Today Carlos Cotta and Ávaro Morales from the University of Malaga in Spain add another angle to the discussion. One consideration is the speed at which a sufficiently advanced civilization could colonize the galaxy. Various analyses suggest that using spacecraft that travel at a tenth of the speed of light, a colonization wave could take some 50 million years to sweep the galaxy. Others have calculated that it may be closer to 13 billion years, which may explain why we have yet to spot extraterrestrials.
 
Cotta and Morales take a different tack by studying how automated probes sent ahead of the colonization could explore the galaxy. Obviously, this could advance much faster than the colonization wave front. The scenario involves a civilization sending out eight probes, each equipped with smaller subprobes for studying the regions that the host probe visits.

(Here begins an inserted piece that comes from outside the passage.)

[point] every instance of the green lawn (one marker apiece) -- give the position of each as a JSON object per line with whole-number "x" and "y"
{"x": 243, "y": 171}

Carlos Cotta, Ph.D. is Associate Professor, Computer Science, University of Málaga. His research interests include: evolutionary algorithms, parallel and distributed systems, geographically distributed systems, combinatorial optimization, machine learning, bioinformatics, and operations research.
 
Carlos is on the Editorial Board of Evolutionary Computation Journal, Associate Editor of Journal of Artificial Evolution and Applications, Associate Editor of International Journal of Metaheuristics, on the Editorial Board of Memetic Computing, on the Editorial Board of Inteligencia Artificial, and on the Steering Committees of the EvoCOP conference and EvoBIO conference.
 
He coedited Adaptive and Multilevel Metaheuristics (Studies in Computational Intelligence), Recent Advances in Evolutionary Computation for Combinatorial Optimization, Evolutionary Computation in Combinatorial Optimization: 7th European Conference, EvoCOP 2007, Valencia, Spain, April 11–13, 2007, Proceedings, and Hybrid Metaheuristics: 5th International Workshop, HM 2008, Malaga, Spain, October 8–9, 2008. Proceedings.
 
His papers include A Gentle Introduction to Memetic Algorithms, Memetic Algorithms, A Hybrid Genetic Algorithm for the 0–1 Multiple Knapsack, Embedding Branch and Bound within Evolutionary Algorithms, Genetic Forma Recombination in Permutation Flowshop Problems, Finding Low Autocorrelation Binary Sequences with Memetic Algorithms, Local Search-Based Hybrid Algorithms for Finding Golomb Rulers, and Una Visión General de los Algoritmos Meéticos.
 
Carlos earned his MSc in Computer Science at the University of Málaga in 1994 and his Ph.D. in Computer Science at the University of Málaga in 1998.